A review by Mad Matthewz:
Tar
Baby Jane is a short portrait documentary about sculptor and performance
artist, Vanessa German. The film focuses on Ms. German's simultaneous
preparations for an upcoming gallery exhibition and a production of her one
woman show, Root, at the African-American Festival of Theater and Music
in Martha's Vineyard.
As a
subject, Ms. German's life is in no short supply of dramatic narratives - an
extremely talented, black lesbian artist struggling to keep a roof over her
head and quite literally to maintain her sanity (she suffers from mental
illness including bouts of depression that have brought her to the brink of
suicide.) But despite such overwhelming adversity, it is her magnetism as a
performer that resonates most throughout the film. Her booming monologues are
lyrical and soulful as the blues, painting vivid portraits of the downtrodden
and oft forgotten folks.
Her
sculptures provide an ironic counterpoint to her performance piece - she
constructs ornate black dolls out of papier mache, plaster and a variety of
found objects that are beautiful, sad and whimsical all at once.
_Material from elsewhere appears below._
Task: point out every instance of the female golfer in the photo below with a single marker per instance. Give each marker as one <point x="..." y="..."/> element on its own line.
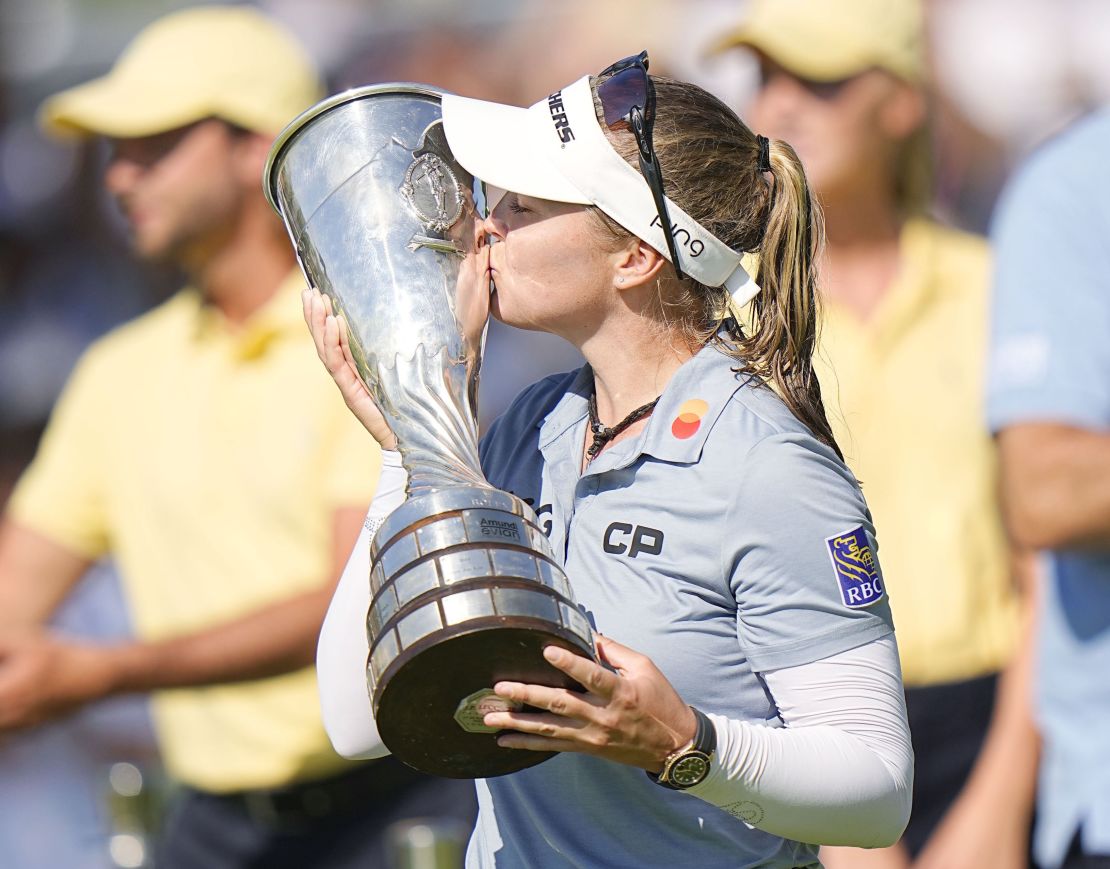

They speak
volumes without saying a word. At a single glance, Ms. German's "tar
babies" conjure up hundreds of years of oppression and directly confront
and challenge long-standing Eurocentric ideals of beauty. Each sculpture
practically cries out for our love, understanding and acceptance despite their
stoic countenances.
There
is a profound symmetry in Ms. German's work as a sculptor and performer - both
discplines manifesting in a sort of soul hollering, beseeching the viewer to
recognize America's shameful legacy of slavery, brutality and injustice, to
stare it right in the face, to acknowledge the complicit nature of our
relationship as oppressors and oppressed and hopefully to embrace ourselves and
one another for the sake of a shared future.